熱帯夜
蒸し熱い夜こそ、寝苦しいものはない。当然、夜着も寝具も鬱陶しいものになる。
(気持はわからなくはない。わからなくはないんだ……)
半ば自分に言い聞かせるように、深くため息をつくと、セレストは自分のベッドですやすやと寝息を立てている主にタオルケットをかけ、優しく揺さぶった。
「カナン様、起きてください」
すやすやと眠っているのに水を差されることが不快なのか、いやいやと無意識にむずがりはじめる。その途端にせっかくかけてやったタオルケットがはらりと落ちる。
(うわっ…)
せっかくかけたタオルケットが落ちれば、当然、その下が露になる。実はこれが一番の問題で。
(なんだって、この人はこんな格好で……)
視線をそらせたのに、目に入るのは裾が淡いピンクの淡い黄色のカナンのパジャマが散らばっている。同色のナイトキャップもしかり。そして、それが床に散らばっているということは、カナンがそれを着ていないと言うことで。
(この人には警戒心がないんだろうか……)
いくら、ここが騎士団の宿舎とは言え、一国の王子がお忍びでやって来ていいはずがない。ましてや、下着一枚でねこけてしまうなど、言語道断である。ましてや、セレストとカナンは主従という表向きの関係とは別に、恋人という関係を持っているのだ。従者としてのセレストはカナンにお説教をせねばならず、恋人としてのセレストは理性をためされる。ある意味、理不尽かも知れない。

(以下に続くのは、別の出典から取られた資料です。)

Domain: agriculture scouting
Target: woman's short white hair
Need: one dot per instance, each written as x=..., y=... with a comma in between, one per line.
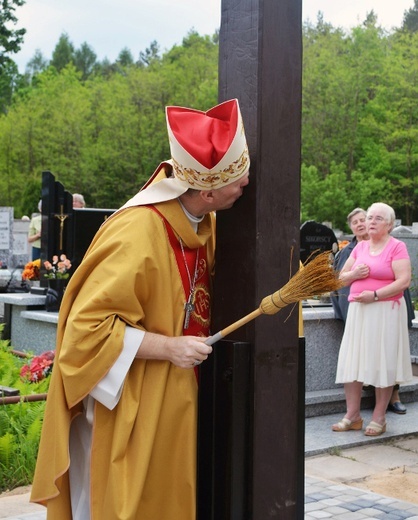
x=388, y=211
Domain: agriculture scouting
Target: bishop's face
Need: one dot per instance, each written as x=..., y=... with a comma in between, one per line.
x=225, y=197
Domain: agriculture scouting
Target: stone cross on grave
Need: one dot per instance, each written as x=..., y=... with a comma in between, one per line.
x=61, y=217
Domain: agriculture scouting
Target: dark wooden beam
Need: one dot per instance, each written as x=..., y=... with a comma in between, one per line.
x=258, y=240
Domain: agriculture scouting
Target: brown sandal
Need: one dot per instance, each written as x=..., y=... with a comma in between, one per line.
x=345, y=425
x=376, y=428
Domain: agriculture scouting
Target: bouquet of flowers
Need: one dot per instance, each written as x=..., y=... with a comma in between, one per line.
x=38, y=368
x=58, y=268
x=32, y=270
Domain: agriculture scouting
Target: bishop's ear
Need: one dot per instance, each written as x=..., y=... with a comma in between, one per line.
x=206, y=196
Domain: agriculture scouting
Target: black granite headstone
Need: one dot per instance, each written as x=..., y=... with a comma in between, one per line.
x=66, y=230
x=316, y=238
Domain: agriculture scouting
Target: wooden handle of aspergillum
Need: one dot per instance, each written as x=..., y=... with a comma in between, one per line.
x=224, y=332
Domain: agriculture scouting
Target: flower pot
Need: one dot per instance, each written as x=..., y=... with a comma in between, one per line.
x=54, y=294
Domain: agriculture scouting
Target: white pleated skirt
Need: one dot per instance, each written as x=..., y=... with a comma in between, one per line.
x=375, y=345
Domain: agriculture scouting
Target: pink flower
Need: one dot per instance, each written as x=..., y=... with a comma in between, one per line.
x=39, y=367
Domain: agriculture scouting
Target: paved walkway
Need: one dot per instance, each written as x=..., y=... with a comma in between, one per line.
x=335, y=464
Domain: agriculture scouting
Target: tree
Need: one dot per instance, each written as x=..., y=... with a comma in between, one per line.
x=85, y=60
x=125, y=58
x=36, y=65
x=10, y=39
x=63, y=53
x=150, y=55
x=410, y=19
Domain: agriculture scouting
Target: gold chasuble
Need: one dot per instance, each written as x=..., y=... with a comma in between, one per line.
x=143, y=452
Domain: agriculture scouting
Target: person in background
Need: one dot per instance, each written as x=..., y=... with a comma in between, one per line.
x=375, y=346
x=34, y=234
x=119, y=437
x=78, y=201
x=356, y=220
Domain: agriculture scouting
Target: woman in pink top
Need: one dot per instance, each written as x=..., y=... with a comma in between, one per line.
x=375, y=345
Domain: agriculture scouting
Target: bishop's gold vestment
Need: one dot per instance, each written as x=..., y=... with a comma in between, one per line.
x=143, y=452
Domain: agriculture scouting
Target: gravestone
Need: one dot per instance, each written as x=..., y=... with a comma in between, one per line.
x=20, y=252
x=316, y=238
x=66, y=230
x=6, y=235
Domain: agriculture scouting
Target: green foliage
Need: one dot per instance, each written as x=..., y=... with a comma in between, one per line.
x=100, y=127
x=20, y=424
x=10, y=38
x=102, y=135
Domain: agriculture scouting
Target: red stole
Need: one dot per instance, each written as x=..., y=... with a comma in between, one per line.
x=199, y=322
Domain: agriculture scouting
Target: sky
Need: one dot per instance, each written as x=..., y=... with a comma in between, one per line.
x=109, y=26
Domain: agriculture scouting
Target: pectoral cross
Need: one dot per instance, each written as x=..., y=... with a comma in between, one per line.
x=61, y=217
x=189, y=308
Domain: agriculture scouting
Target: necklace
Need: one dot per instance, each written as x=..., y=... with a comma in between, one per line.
x=377, y=249
x=189, y=305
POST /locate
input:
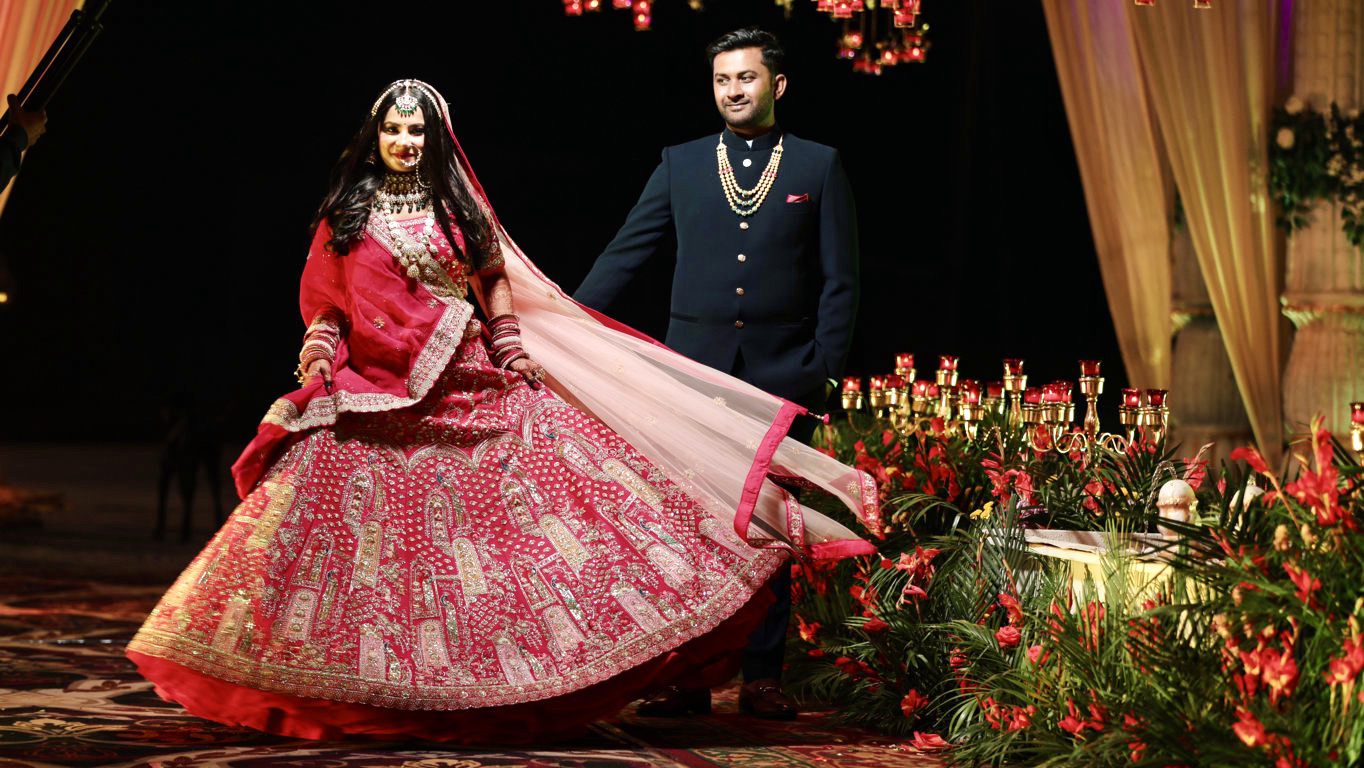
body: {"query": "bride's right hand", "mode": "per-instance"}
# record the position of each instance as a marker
(321, 368)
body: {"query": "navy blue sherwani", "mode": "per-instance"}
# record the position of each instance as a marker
(768, 298)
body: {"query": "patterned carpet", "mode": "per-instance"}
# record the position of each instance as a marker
(70, 699)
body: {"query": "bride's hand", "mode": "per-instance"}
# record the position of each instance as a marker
(321, 368)
(532, 371)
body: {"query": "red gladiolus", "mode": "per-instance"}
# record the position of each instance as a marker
(1250, 729)
(1012, 606)
(1071, 723)
(1304, 583)
(808, 630)
(928, 742)
(1280, 674)
(1251, 457)
(1007, 636)
(913, 701)
(1037, 655)
(1345, 669)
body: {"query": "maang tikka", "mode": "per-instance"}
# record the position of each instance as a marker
(405, 102)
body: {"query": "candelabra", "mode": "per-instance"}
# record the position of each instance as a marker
(1045, 414)
(1357, 430)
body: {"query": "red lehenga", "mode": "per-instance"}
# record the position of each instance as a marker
(439, 551)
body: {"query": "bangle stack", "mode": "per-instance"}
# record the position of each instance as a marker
(505, 333)
(318, 344)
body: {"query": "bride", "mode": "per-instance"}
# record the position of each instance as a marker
(488, 524)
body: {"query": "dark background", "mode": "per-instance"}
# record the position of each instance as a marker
(156, 235)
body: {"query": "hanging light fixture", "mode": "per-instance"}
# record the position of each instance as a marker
(879, 33)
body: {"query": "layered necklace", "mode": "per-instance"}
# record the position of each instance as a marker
(404, 193)
(746, 202)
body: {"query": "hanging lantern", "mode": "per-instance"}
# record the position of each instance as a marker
(643, 14)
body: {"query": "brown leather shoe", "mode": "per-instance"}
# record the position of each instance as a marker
(764, 699)
(674, 701)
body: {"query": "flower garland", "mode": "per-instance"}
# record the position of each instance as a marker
(1318, 156)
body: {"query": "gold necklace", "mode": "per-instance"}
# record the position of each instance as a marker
(746, 202)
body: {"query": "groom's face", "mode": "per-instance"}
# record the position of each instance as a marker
(745, 89)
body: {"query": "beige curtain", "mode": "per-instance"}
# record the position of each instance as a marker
(27, 27)
(1210, 79)
(1124, 175)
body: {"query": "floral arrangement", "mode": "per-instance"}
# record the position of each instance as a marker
(1318, 156)
(958, 637)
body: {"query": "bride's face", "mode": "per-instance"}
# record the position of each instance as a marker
(401, 139)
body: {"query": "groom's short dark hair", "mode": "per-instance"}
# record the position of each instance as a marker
(749, 37)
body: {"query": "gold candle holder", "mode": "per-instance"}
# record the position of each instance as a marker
(1015, 382)
(1091, 386)
(1357, 430)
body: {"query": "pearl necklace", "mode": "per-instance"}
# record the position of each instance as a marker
(404, 193)
(746, 202)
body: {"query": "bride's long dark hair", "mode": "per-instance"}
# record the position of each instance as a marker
(356, 178)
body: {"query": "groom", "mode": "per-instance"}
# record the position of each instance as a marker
(765, 284)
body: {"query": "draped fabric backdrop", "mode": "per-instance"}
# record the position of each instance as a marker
(1209, 81)
(1127, 186)
(27, 27)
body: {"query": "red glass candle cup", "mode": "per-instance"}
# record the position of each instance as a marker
(971, 392)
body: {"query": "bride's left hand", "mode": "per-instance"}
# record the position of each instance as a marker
(532, 371)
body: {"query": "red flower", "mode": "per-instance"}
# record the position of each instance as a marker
(1345, 669)
(1304, 583)
(1280, 674)
(1071, 723)
(1007, 636)
(1250, 729)
(1037, 655)
(928, 742)
(1012, 606)
(808, 630)
(1251, 457)
(913, 701)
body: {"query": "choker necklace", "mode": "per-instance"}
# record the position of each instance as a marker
(407, 193)
(746, 202)
(403, 193)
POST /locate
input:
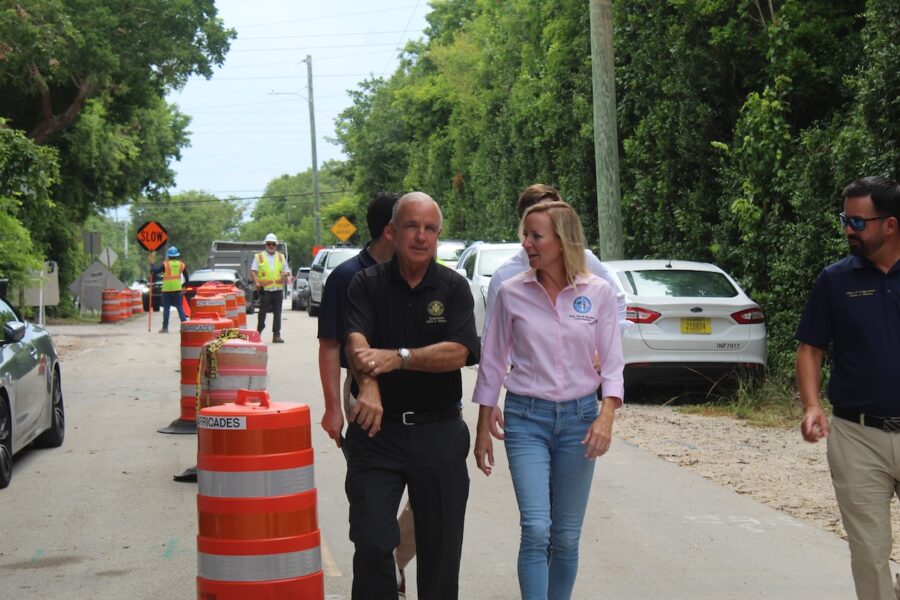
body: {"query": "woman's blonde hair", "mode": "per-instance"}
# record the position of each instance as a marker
(567, 226)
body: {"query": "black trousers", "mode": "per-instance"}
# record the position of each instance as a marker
(430, 460)
(270, 302)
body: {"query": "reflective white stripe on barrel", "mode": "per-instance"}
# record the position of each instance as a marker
(191, 352)
(234, 382)
(255, 484)
(229, 383)
(263, 567)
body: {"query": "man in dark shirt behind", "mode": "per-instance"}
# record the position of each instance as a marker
(854, 307)
(410, 329)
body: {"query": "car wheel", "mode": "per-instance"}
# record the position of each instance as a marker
(53, 437)
(5, 442)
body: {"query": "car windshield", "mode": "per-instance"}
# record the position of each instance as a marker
(7, 314)
(223, 276)
(336, 257)
(491, 258)
(450, 251)
(693, 284)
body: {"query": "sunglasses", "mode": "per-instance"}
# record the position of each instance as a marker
(858, 223)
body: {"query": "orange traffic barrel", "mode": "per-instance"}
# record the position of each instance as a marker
(241, 299)
(111, 307)
(231, 311)
(195, 332)
(230, 365)
(125, 303)
(209, 300)
(258, 534)
(137, 304)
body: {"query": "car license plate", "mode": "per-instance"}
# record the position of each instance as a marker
(696, 325)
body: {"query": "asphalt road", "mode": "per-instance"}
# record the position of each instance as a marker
(101, 517)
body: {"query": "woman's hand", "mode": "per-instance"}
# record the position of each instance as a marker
(484, 445)
(599, 435)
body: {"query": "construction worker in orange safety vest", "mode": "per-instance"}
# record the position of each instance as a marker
(174, 273)
(270, 272)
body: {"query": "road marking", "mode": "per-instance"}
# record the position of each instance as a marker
(751, 524)
(329, 565)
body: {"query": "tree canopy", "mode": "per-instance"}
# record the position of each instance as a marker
(739, 123)
(88, 79)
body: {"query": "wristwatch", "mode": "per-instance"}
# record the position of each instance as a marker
(403, 353)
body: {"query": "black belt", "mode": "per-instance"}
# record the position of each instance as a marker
(889, 424)
(420, 418)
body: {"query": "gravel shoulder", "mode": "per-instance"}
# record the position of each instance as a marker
(773, 466)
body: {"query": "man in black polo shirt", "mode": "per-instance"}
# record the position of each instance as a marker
(854, 307)
(410, 329)
(332, 315)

「カナン様、起きてください。こんな格好で眠られてはお風邪を召されますよ!」
理性をフル動員させているせいか、自然と口調がきつく、堅くなる。運の悪いことに、セレストは風呂上がりに同僚と酒を飲んでいて。理性がかなり緩くなっている。
「ん……」
ようやく意識が浮上してきたのか、カナンがもぞもぞと身じろぎをはじめる。セレストはちゃんと起きてもらうために、また声をかけた。
「カナン様、起きてください」
「セレスト……?」
今度の呼び掛けには、カナンが目を覚ました。が、寝起きのトロンとした瞳でぼんやりと見上げてくる。それはどこか情事の最中のカナンの瞳に似ていて。セレストは再び理性を試されているような気分に陥った。
「カナン様、夜にこの様なところにいらっしゃるのも問題ですが、一国の王子ともあろう方がその様な格好でおられるなどと……」
「うん……」
まだ寝惚けているのか、ぼんやりとしているようだ。セレストは溜め息を一つついて、カナンのパジャマを拾いあげた。
「カナン様、ほら、手をあげて……」
まるで、子供に着付けるような口調の自分に泣けてくる。けれど、そうしないと、余計なことを考えてしまいそうで。トロンとした瞳が艶めいてみえたりとか、無防備にさらしてある素肌とか。
「さ、カナン様……」
「やだ……」
だが、カナンはセレストの手を振り払うと、セレストに抱きついてきた。
「ちょ、カナン様!」
慌ててセレストが引き離そうとすると、思ったより簡単に引き離せた。
「暑い……」
「ああ、そうでしょうとも……」
蒸し暑いときにべたべたしてもやはり暑いだけだ。けれど、何か虚しいものをセレストは感じた。
「さ、お着替えになってください」
再度、着替えさせようとするセレストであったが、カナンはやっぱりやだやだと我侭を言う。
「カナン様〜」
「蒸し暑いんだ」
我侭な子供のようにカナンはセレストを見上げる。
「だから、寝る前にもう一度風呂に入ろうと思った。…どうせ、汗を流すなら、もっと汗をかいてからでもいいかなぁとか思ったから、ここに来たんだ……」
「どういう発想ですか……」
カナンの物言いにセレストは再び頭を抱えた。
「お前を待ってても、なかなか戻ってこないし……。蒸し暑いし、どうせ脱ぐんだからと思って、脱いで寝て待ってたのに。どうして着替えさせるんだ」
「……」
ちょっと違う。いや、思いっきり違う。
「据え膳だ。ありがたく食え」
「……暑いんじゃないんですか?」
「お前に暑くされるのは…悪くはない」
ものすごい誘い文句である。…確かに暑いし、べたべたするのは…とも思うけれど。ここまでさせてしまったのなら、美味しく頂かないと罰が当たるかもしれない。
「知りませんからね」
「お前が教えてくれるんだろう?」
無邪気に笑うその笑顔に、セレストは内心で白旗を揚げて、カナンに口付けを与えた。